Joliette achète la pollution
La Ville veut acquérir un terrain toxique sans forcer le propriétaire à nettoyer au préalable
La Ville de Joliette s’apprête à acheter à gros prix un terrain industriel lourdement contaminé par une entreprise privée. Elle devra nettoyer aux frais des contribuables les hydrocarbures, les métaux lourds et le cyanure qui s’y trouvent.
« En achetant, la Ville décharge le pollueur de ses responsabilités et laisse la décontamination aux frais des contribuables », s’indigne Charles André Fontaine, citoyen de Joliette et notaire à la retraite.
Le terrain appartient à la compagnie Matériaux de construction BP qui y fabriquait, jusqu’en 2016, des produits à base d’asphalte ou de goudron.
L’endroit contient plus de 3000 m3 (un peu plus qu’une piscine olympique) de sol chargé d’hydrocarbures et de métaux lourds, dont du cuivre et du plomb, soit l’équivalent de 4500 tonnes de terre toxique. Le Journal a pu consulter une analyse effectuée par Sanexen, une entreprise de restauration de sites contaminés.
La firme spécialisée en décontamination indique également que l’eau souterraine est contaminée au zinc et au cyanure.
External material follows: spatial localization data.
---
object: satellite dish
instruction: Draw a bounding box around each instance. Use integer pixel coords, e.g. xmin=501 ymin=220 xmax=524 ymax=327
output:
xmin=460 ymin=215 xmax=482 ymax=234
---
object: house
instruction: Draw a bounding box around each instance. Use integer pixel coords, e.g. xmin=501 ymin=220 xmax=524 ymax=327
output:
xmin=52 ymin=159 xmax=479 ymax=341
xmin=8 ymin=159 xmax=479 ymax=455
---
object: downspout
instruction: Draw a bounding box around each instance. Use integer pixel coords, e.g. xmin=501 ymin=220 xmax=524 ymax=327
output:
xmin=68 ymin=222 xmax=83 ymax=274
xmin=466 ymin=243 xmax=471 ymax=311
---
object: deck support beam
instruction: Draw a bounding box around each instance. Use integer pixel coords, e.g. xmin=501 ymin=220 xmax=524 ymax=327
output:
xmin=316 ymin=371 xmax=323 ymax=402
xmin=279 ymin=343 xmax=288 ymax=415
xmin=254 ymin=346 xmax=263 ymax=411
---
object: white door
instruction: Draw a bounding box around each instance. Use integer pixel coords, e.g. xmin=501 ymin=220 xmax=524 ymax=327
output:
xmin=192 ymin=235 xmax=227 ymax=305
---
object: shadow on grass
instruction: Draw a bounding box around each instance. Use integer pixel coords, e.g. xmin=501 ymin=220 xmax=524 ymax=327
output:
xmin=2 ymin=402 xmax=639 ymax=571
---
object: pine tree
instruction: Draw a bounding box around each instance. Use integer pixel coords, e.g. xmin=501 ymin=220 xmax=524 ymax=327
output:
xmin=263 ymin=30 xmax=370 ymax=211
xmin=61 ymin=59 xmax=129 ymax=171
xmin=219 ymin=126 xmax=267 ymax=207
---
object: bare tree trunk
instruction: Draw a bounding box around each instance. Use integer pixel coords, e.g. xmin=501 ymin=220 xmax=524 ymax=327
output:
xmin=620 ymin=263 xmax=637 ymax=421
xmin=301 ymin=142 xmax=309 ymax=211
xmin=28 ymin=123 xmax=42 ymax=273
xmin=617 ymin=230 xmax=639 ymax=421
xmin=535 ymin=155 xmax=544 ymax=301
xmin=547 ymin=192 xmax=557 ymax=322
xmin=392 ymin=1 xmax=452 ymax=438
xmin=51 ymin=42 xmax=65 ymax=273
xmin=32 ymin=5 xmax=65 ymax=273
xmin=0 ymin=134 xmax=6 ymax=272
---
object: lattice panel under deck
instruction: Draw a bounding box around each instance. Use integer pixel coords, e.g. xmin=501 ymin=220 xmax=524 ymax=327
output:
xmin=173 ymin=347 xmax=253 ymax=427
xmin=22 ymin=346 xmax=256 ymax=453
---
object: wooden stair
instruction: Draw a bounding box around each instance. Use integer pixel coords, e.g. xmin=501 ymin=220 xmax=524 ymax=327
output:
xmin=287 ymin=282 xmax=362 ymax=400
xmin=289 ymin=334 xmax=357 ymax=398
Sanexen prévient que les taux de contamination atteignent un « seuil d’alerte », car les polluants se déversent dans la rivière L’Assomption et le terrain voisin.
PAS DE DÉCONTAMINATION
« Comme notaire, jamais je n’aurais conseillé à un client d’acheter ça. Ou bien il faudrait faire une étude pour connaître le coût de la décontamination et ajuster le prix d’achat en conséquence », souligne M. Fontaine.
Le mois dernier, le conseil municipal de Joliette a pourtant décidé d’acheter le site pour un montant de 2 millions $, soit le montant de l’évaluation municipale, sans décontamination préalable. Les citoyens ont jusqu’à demain pour réclamer un référendum.
Le rapport commandé par le ministère de l’Environnement est daté de septembre dernier. Dès le mois suivant, le ministère a émis un avis de contamination du terrain.
L’avis indique que le propriétaire du site contrevient à la Loi sur la qualité de l’environnement.
Le ministère n’a toutefois pas répondu au Journal qui souhaitait savoir quelles sanctions avaient été imposées à Matériaux de construction BP. L’entreprise n’a pas non plus répondu à notre appel.
Le maire de Joliette, Alain Beaudry, se félicite d’avoir mis le grappin sur ce site toxique.
GARDER LE CONTRÔLE
« En bon gestionnaire et pour les générations futures, je pense que cette acquisition était nécessaire. Nous nous assurons de garder le contrôle sur la vocation future du site au bénéfice des citoyens. Nous aurons une belle carte dans notre jeu ! » a-til déclaré par voie de communiqué, lors de l’annonce de la transaction, en août. La porte-parole de la Ville, Sonia Hénault, indique au Journal qu’« une éventuelle décontamination des lieux est évaluée à un peu plus de 2 M$ ». Sans fournir de plan de nettoyage ou de devis, elle affirme que cette évaluation est basée sur le rapport de Sanexen.
Elle ajoute que « le développement du secteur permettrait d’amortir complètement les frais de réhabilitation du terrain ». Une étude démontrant cette prévision n’a toutefois pas été fournie au Journal.